Я отменила еще один вечер с мамой, поэтому она заглядывает ко мне в комнату.
— Итак, — говорит она.
— Извини, что отменила, мам. Просто чувствую себя не очень.
Она сразу прижимает руку к моему лбу.
— Ментально, а не физически, — объясняю я. Не могу выбросить из головы руку Загадочной Девушки на плече у Олли.
Она кивает, но не убирает ладонь, пока не убеждается, что жара у меня нет.
— Итак, — говорю я, подсказывая ей. Мне очень хочется остаться одной.
— Когда-то и я была подростком. И единственным ребенком. Я была очень одинокой. Я поняла, что быть подростком больно.
Вот почему она здесь? Потому что думает, что мне одиноко? Потому что думает, что у меня своего рода подростковая тоска?

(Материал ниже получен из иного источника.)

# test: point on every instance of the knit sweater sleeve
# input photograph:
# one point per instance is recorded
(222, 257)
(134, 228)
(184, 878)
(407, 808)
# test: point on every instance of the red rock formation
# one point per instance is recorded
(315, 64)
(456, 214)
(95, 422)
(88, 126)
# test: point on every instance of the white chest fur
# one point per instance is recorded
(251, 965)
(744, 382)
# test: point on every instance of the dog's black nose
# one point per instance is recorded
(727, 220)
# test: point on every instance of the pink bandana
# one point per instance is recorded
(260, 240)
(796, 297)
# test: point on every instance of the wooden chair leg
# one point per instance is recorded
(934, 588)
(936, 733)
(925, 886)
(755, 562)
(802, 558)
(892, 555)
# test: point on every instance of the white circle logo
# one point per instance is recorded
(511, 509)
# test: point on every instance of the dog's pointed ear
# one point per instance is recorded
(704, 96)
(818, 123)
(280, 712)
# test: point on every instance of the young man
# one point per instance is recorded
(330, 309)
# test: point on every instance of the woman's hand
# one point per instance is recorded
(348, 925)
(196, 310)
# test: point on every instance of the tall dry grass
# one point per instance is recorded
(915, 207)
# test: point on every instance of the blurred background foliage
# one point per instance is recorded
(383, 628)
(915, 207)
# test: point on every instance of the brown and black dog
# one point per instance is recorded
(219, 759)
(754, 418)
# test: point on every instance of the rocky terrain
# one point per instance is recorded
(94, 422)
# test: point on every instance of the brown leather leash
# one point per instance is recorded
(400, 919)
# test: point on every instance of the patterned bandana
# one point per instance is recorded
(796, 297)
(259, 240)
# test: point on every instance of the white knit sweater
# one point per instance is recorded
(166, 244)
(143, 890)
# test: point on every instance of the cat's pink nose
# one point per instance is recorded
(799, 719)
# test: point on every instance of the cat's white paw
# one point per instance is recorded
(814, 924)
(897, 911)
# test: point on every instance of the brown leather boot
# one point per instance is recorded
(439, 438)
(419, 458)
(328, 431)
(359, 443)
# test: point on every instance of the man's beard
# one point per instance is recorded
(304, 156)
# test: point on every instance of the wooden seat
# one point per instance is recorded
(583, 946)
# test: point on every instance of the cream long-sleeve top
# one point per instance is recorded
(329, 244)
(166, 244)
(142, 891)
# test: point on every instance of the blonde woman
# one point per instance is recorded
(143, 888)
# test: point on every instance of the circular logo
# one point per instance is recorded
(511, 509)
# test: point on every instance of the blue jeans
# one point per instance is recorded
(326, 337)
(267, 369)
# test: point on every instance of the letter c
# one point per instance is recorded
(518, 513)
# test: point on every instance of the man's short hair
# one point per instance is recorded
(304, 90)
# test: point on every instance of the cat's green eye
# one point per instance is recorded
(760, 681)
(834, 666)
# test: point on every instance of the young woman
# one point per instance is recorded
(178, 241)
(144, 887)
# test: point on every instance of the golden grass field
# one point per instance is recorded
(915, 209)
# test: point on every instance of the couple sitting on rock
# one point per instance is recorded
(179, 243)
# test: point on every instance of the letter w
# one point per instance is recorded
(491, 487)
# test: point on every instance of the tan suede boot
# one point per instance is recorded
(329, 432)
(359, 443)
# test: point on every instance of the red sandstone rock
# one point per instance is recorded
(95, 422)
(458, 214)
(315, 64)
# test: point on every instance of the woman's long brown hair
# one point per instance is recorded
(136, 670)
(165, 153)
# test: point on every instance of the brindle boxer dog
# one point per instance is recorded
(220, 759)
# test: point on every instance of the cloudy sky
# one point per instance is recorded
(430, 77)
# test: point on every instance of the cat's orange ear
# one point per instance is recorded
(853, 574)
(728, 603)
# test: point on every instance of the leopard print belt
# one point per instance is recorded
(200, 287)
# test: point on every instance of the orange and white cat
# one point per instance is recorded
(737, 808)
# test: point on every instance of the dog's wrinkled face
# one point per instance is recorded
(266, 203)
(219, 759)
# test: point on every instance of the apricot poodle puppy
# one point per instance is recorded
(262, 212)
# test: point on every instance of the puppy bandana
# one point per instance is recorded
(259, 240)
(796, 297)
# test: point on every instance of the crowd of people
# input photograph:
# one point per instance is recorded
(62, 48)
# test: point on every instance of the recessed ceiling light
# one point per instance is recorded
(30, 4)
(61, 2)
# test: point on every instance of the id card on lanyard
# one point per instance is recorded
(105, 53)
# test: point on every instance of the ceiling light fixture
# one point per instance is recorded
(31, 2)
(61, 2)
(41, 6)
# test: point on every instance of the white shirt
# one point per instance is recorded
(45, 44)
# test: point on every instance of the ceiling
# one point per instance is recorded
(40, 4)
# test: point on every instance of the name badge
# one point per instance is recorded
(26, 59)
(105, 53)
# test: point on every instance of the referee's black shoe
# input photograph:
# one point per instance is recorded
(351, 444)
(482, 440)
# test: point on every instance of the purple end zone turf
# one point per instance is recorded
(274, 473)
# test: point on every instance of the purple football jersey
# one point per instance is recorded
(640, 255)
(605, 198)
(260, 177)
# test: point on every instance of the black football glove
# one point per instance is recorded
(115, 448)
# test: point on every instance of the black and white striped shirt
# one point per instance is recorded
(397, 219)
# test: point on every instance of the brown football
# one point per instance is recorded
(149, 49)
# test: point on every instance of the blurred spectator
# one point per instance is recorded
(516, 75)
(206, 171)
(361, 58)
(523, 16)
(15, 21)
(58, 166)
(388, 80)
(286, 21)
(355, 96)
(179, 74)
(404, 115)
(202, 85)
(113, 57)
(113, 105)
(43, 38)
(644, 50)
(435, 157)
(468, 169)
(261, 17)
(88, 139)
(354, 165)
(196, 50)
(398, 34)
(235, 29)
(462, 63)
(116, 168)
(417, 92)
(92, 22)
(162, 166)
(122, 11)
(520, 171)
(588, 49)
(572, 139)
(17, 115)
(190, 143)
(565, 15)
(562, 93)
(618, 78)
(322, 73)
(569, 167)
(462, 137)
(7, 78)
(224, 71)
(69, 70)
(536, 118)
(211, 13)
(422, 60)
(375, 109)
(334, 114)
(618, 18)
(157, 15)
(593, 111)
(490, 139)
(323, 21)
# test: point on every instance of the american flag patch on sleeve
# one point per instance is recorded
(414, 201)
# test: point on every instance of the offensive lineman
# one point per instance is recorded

— Я не одинока, мам, — сердито произношу я. — Я одна. Это разные вещи.
Она морщится, но не отступает. Вместо этого, она опускает руку и гладит меня по щеке, пока я не начинаю смотреть ей в глаза.
— Я знаю, детка. — Ее руки снова за ее спиной. — Может, сейчас не хорошее для этого время. Хочешь, чтобы я ушла?
Она всегда такая здравомыслящая и понимающая. Сложно злиться на нее.
— Нет, все в порядке. Извини. Останься. — Я подтягиваю ноги, освобождая ей место.
— Что ты прячешь? — спрашиваю я.
— Я принесла тебе подарок. Думала, так ты будешь чувствовать себя менее одинокой, но теперь я не уверена.
Она вытаскивает из-за спины фотографию в рамочке. Мое сердце сжимается в груди. Это старая фотография нас четверых — меня, моей мамы, папы и брата, — на которой мы стоим на пляже где-то в тропиках. Солнце село позади нас, и тот, кто нас фотографировал, должно быть, включил вспышку, потому что наши лица на темнеющей небе кажутся яркими, практически сияющими.
Мой брат одной рукой держится за папу, а другой подпирает маленького коричневого плюшевого зайку. Большей частью он являет собой миниатюрную версию мамы — те же самые прямые черные волосы и темные глаза. Единственным отличием является папина темная кожа. Папа одет в рубашку с принтом Алоха и шорты. Аляповатый, именно так я могу его описать. И все равно он красивый. Его рука лежит на мамином плече, и он, кажется, придвигает ее ближе. Он смотрит прямо в камеру. Если и был кто-то, у кого было все, то это мой папа.
Мама одета в красное платье без лямок с узорами в виде цветов. Ее влажные волосы завиваются вокруг лица. На ней нет макияжа или драгоценностей. Она выглядит альтернативной версией мамы, которая сидит рядом со мной. Кажется, она принадлежит этому пляжу и этим людям больше, чем принадлежит этой комнате, в которой застряла со мной. Она держит меня на руках и единственная не смотрит в камеру. Вместо этого она смеется надо мной. Я улыбаюсь так глупо, такой беззубой улыбкой, которой могут улыбаться только дети.
Я не видела ни одной фотографии с собой на улице. Я даже не знала, что такие есть.
— Где это? — спрашиваю я.
— Гавайи. Мауи был любимым местом твоего папы.
Сейчас ее голос практически стал шепотом.
— Тебе было всего четыре месяца, а потом мы поняли, почему ты всегда болела. Это было за месяц до аварии.
Я прижимаю фотографию к груди. Мамины глаза заполняются слезами, которые не падают.
— Я люблю тебя, — говорит она. — Больше, чем ты знаешь.
Но я знаю. Я всегда чувствовала, как ее сердце тянется защитить меня. Я слышу колыбельную. Все еще могу почувствовать руки, убаюкивающие меня, и ее поцелуи в щеки по утрам. И я люблю ее в ответ. Не могу представить себе мир, который она бросила ради меня.
Не знаю, что сказать, поэтому говорю, что тоже ее люблю. Этого недостаточно, но и так сойдет.
После того, как она уходит, я стою перед зеркалом и прикладываю фотографию к лицу. Смотрю на себя на фотографии, потом на себя в зеркале и обратно.
Эта фотография своего рода машина времени. Моя комната исчезает, и я на пляже, окружена любовью, соленым воздухом, увядающим теплом и удлиняющимися тенями заката.
Я заполняю свои крохотные легкие таким количеством воздуха, которое могу вдохнуть, и задерживаю дыхание. И с тех пор я его задерживала.